Adopting generative AI in end-to-end testing improves test coverage and reduces time spent on testing. At last, automating all those manual test cases seems within reach, right?
We have to talk about the stability and reliability of AI in this context, too. The concerns are real and I’d like to address a few here.
AI testing tools use AI differently to write, execute and maintain automated tests. The LLMs under the hood are not deployed in the same place in the same way by every testing technology. The AI can be deployed as:
The good news is that all of the concerns can be mitigated by adopting the right architecture in the right place of testing cycle.
AI is most valuable during the creation and maintenance phase of test cases. Let’s take a scripting example. You could begin with a prompt describing your desired test case and allow the AI to generate an initial version.
If you’re lucky, the AI may produce a valid and ready-to-use test case right away. How convenient!
If the AI struggles to interpret your application, you - the domain expert - can step in and guide it, ensuring that the resulting test case is accurate and robust. It’s a good practice to keep AI fallibility on top of your mind when you’re accessing its output. It’s an even better practice for tool developers to build the reminder into the process.
Ideally, AI should not be used during runtime. It’s slow. It’s brittle. It’s costly. A test case represents an expectation of how a system should work in a particular area. The agentic AI must try to fulfill this expectation. No workarounds. Only if the expectation is formulated precisely enough (code / steps) it can be validated against.

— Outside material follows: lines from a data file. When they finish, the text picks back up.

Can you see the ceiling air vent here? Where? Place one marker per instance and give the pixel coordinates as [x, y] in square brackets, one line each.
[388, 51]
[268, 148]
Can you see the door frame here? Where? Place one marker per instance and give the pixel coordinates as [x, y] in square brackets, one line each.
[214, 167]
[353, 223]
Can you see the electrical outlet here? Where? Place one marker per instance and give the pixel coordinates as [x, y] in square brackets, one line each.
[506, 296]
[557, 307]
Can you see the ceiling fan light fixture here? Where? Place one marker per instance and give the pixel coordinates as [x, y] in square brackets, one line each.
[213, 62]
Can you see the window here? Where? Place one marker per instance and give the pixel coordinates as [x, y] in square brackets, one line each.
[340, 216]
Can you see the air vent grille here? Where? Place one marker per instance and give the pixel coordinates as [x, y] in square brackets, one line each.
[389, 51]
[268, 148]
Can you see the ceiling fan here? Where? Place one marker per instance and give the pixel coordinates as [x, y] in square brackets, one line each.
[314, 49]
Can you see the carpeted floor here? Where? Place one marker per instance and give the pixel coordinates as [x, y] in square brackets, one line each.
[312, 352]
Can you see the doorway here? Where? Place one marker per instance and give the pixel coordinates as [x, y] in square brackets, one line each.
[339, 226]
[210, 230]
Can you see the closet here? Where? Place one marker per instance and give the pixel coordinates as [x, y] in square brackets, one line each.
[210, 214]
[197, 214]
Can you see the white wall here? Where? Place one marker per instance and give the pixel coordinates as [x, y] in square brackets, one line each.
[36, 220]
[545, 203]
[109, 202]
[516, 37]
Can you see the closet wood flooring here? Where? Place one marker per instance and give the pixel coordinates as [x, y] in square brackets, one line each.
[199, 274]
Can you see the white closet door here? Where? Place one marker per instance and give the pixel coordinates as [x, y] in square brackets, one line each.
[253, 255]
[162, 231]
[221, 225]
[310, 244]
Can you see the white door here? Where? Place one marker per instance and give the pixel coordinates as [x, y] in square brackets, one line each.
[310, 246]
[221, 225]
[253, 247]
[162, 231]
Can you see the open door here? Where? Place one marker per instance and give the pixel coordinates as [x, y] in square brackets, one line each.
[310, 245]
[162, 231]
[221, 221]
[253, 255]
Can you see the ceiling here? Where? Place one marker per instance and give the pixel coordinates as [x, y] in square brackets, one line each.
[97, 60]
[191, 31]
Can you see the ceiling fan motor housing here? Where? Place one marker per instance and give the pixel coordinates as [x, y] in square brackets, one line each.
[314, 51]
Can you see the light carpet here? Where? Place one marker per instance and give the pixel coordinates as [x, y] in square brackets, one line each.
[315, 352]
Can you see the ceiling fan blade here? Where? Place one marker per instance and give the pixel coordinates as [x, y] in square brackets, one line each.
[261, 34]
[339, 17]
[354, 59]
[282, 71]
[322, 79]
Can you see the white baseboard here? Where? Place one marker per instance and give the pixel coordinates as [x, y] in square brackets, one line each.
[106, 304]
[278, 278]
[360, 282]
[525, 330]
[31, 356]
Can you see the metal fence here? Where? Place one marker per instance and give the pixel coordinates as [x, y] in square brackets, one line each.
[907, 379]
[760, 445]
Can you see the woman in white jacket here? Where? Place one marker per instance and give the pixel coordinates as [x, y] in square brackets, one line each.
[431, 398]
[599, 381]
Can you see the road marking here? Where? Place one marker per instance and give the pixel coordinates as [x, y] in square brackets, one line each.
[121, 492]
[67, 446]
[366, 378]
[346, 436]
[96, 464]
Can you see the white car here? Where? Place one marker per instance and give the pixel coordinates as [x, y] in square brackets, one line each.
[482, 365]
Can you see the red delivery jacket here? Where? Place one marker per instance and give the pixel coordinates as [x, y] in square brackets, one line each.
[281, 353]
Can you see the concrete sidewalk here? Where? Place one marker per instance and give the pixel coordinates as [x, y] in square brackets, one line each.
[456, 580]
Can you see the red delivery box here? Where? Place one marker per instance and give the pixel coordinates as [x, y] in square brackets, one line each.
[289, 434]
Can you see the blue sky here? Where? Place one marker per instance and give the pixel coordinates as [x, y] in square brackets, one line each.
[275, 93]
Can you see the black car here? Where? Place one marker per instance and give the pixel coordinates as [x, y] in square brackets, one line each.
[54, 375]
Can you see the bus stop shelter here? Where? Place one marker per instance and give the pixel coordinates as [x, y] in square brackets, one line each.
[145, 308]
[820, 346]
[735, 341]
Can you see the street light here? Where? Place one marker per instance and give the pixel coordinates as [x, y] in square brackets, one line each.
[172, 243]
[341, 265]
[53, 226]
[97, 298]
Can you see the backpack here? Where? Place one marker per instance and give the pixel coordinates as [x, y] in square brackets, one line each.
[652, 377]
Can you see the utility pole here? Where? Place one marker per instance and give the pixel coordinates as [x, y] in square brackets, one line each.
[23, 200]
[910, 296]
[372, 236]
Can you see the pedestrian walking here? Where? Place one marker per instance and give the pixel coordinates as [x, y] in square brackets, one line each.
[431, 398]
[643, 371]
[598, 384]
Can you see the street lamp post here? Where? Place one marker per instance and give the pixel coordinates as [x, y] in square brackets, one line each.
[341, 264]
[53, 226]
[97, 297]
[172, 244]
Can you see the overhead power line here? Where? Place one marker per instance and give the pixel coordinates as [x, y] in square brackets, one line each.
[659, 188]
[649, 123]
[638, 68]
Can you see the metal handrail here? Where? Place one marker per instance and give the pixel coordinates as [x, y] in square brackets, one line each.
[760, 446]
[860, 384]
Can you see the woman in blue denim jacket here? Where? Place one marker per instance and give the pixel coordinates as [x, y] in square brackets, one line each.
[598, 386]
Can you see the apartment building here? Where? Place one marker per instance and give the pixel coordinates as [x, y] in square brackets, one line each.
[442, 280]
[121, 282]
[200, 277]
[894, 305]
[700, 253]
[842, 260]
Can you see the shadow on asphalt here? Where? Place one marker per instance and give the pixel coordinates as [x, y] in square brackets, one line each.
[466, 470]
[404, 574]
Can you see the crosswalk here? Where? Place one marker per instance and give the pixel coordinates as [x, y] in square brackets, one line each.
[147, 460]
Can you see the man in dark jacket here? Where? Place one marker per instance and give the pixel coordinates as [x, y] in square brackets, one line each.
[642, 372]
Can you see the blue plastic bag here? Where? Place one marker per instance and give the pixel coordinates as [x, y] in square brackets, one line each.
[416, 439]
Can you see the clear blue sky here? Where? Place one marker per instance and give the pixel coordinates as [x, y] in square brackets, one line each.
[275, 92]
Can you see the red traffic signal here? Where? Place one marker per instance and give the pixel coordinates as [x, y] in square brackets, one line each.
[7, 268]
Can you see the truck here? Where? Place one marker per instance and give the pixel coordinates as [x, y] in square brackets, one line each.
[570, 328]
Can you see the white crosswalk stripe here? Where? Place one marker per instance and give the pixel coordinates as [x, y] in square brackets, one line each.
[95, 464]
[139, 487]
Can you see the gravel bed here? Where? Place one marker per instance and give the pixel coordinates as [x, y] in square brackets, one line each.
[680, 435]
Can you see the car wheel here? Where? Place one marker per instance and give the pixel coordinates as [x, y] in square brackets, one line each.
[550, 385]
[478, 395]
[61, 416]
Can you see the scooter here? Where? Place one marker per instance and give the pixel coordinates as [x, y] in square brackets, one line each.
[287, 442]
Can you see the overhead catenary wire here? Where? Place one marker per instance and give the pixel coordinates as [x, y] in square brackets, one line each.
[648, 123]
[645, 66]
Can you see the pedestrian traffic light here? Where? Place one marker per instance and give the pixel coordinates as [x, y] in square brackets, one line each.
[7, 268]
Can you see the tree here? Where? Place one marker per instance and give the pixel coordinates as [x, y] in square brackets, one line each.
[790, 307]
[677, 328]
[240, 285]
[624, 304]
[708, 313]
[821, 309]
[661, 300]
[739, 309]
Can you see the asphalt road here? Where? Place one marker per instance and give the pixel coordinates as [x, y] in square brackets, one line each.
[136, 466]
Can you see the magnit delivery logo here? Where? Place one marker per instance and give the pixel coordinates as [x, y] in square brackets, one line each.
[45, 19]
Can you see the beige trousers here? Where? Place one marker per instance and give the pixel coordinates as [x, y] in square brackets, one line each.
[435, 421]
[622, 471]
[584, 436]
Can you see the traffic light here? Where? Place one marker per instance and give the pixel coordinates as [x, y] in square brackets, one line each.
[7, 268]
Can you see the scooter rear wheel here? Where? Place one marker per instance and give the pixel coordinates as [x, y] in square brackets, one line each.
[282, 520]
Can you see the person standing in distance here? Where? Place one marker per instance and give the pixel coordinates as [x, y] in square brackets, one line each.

I suggest relying on established automation frameworks such as Playwright, Cypress, or Selenium for test execution. By using standard automation framework code, your test cases can remain deterministic, allowing you to execute them fast and reliably. Some providers even offer execution platforms to scale your standard framework test suites efficiently.

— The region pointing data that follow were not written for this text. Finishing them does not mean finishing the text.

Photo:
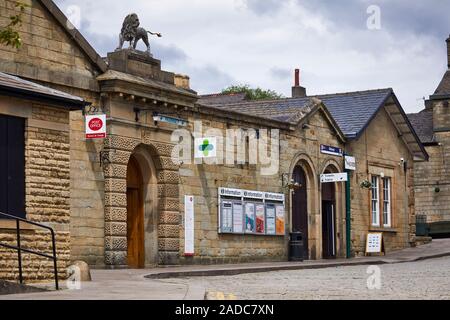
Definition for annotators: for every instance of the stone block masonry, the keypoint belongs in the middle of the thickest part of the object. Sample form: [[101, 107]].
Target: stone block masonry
[[47, 195]]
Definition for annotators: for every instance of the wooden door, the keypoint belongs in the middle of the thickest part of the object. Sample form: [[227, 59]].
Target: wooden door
[[300, 207], [135, 216], [328, 221], [12, 166]]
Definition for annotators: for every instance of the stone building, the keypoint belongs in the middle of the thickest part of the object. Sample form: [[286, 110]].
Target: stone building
[[432, 179], [127, 199]]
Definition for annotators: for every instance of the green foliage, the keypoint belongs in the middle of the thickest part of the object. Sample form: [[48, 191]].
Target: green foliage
[[253, 94], [9, 36]]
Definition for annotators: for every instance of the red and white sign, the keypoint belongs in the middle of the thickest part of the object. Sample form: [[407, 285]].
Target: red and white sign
[[96, 127]]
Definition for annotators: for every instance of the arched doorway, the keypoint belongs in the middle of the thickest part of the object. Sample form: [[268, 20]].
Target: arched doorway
[[300, 207], [328, 220], [135, 215]]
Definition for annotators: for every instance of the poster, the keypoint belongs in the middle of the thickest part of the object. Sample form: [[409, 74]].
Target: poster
[[271, 220], [249, 217], [238, 218], [260, 219], [189, 225], [227, 217], [280, 222]]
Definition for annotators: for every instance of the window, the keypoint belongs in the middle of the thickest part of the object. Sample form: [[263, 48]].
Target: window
[[387, 202], [375, 202]]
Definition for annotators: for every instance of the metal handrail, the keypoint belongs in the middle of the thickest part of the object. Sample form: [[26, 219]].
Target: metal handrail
[[20, 249]]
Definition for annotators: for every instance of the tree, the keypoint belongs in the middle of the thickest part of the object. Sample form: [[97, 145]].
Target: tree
[[253, 94], [9, 36]]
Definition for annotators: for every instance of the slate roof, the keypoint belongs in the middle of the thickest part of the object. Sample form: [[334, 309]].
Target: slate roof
[[352, 110], [15, 86], [423, 125]]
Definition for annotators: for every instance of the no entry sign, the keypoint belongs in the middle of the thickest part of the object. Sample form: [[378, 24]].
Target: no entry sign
[[96, 127]]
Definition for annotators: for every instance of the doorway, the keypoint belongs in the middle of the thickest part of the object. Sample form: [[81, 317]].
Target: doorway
[[328, 220], [135, 215], [300, 207]]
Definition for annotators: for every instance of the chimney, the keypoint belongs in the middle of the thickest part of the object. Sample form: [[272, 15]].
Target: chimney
[[448, 51], [297, 90]]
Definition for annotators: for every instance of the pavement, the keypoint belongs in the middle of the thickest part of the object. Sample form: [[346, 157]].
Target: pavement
[[190, 282]]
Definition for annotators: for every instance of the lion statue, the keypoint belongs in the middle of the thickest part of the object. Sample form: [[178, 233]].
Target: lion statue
[[133, 33]]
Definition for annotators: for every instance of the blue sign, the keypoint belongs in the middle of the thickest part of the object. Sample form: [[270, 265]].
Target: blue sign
[[334, 151]]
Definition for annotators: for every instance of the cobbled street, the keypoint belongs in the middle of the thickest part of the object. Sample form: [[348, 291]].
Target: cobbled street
[[419, 280]]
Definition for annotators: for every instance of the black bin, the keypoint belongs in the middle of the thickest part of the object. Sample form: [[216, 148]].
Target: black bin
[[296, 247]]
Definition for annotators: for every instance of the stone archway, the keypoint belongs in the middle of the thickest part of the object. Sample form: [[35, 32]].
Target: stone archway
[[161, 201]]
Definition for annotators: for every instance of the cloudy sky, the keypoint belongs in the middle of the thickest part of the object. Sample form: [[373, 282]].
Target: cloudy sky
[[260, 42]]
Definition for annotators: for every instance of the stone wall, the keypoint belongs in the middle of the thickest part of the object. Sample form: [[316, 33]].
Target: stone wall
[[377, 151], [47, 189]]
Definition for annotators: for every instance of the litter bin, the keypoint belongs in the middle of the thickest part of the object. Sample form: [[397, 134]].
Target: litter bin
[[296, 247]]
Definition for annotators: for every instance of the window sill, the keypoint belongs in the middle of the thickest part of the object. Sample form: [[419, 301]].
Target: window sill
[[381, 229], [11, 225]]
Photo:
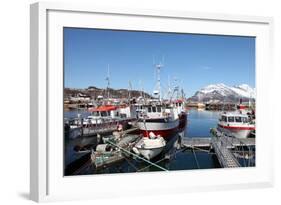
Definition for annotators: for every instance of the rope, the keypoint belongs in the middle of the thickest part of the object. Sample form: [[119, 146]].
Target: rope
[[195, 159]]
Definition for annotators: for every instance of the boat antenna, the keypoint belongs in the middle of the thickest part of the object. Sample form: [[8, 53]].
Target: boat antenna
[[129, 91]]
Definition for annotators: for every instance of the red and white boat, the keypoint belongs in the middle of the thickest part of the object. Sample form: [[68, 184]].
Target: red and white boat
[[236, 124], [165, 120], [150, 147]]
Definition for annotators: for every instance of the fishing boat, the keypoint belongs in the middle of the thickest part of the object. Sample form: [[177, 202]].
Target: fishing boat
[[150, 147], [235, 124], [162, 117]]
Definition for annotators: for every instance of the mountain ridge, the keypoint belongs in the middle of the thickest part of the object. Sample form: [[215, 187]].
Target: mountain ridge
[[225, 93]]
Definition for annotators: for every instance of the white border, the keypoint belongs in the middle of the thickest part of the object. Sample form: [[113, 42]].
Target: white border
[[47, 181]]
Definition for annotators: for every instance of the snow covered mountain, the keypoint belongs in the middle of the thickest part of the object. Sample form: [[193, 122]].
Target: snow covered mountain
[[222, 92]]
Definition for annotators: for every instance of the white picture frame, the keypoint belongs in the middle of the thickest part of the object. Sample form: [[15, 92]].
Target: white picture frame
[[47, 182]]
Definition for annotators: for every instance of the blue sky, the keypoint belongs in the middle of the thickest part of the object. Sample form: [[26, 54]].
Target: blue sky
[[193, 60]]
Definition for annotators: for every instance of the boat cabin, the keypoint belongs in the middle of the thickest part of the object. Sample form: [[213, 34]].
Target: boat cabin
[[105, 111]]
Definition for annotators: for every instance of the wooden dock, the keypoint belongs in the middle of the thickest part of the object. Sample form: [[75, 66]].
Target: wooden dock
[[222, 146], [224, 155]]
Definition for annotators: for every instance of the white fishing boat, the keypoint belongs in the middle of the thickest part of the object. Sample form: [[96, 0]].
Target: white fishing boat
[[164, 118], [150, 147], [235, 124]]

The case for using AI in test auto-healing is quite strong. When given boundaries and the ‘good example’ of the original test case, the AI worst instincts can be mitigated. The idea is that AI generation works best when the problem space is limited.
A robust solution to auto-maintenance would address a huge pain point in end-to-end testing. Maintenance is more time consuming (and frustrating) than scripting and running tests combined. There are many tools building auto-maintenance features using AI right now. If good enough, they could considerably simplify the process of keeping your tests up-to-date and relevant.